Warren Buffett, President Obama’s favorite billionaire, once said that “you only find out who’s swimming naked when the tide goes out.”
Well, it looks like the tide has gone out for Obama when it comes to pushing his Buffett Rule “millionaire’s” tax. There was never much of an economic rationale for the idea. It would only raise about $5 billion a year over the next decade, a span when the U.S. is on track to compile average annual budget deficits of $1 trillion or more.
Wait, actually it would add nearly $800 billion to cumulative deficits because it would replace the Alternative Minimum Tax, according to government bean counters. No, wait some more! The numbers would probably be even worse. Other taxes targeted at the rich, such as President Bill Clinton’s 1993 tax hikes and recent tax increases in the UK, either raised less than forecasted or lost money.
As Bloomberg recently pointed out, affected taxpayers–fewer than 0.5% of Americans with annual incomes exceeding $1 million and tax rates of less than 30 percent–could avoid the tax via tax-free investments such as municipal bonds. They also could time asset sales for maximum tax benefits, engage in transactions that don’t result in taxable income, and make charitable contributions that yield deductions. “Largely, the Buffett rule is going to be manageable,” said David Miller, a partner at Cadwalader, Wickersham & Taft LLP in New York. “That is, with tax planning, people will be able to avoid it.”

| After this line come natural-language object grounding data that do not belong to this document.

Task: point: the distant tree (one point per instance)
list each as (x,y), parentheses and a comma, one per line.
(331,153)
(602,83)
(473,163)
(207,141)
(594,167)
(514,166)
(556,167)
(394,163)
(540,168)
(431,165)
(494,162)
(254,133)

Obama’s strongest argument, really, was his moral one: that having the rich pay a lower tax rate than middle-class voters was just plain unfair from an income inequality perspective. But now he seems to have abandoned that one, as well:
That is not an argument about redistribution. That is an argument about growth,” Obama said in response to a reporter’s question at a news conference in Colombia. “In the history of the United States, we grow best when our growth is broad based. This is not an argument about taking from A to give to B. This is not a redistributionist argument that we’re making. We’re making an argument about how do we grow the economy in a 21st century environment,” Obama said.
Really? If there is an Obama Rule, it is the one he articulated back in 2008 to Joe the Plumber, that we need to raise taxes to “spread the wealth around.” But I guess “spread the wealth” isn’t polling as strongly as Team Obama would like in 2012.
OK, so now Obama is focusing on the economic growth argument, his weakest one. Economic growth is produced by innovation and the acceptance of the creative destruction it brings. Obama would argue that by raising taxes, he could avoid cutting supposedly critical government investment to spur innovation. But is the federal government so lean and mean that the only way to reduce spending is by axing the NIH or the National Nanotechnology Initiative? Or is Obama talking about more Solyndra-style industrial policy? If that, better to keep that $5 billion in the private sector. And time for Obama to float some new economic ideas.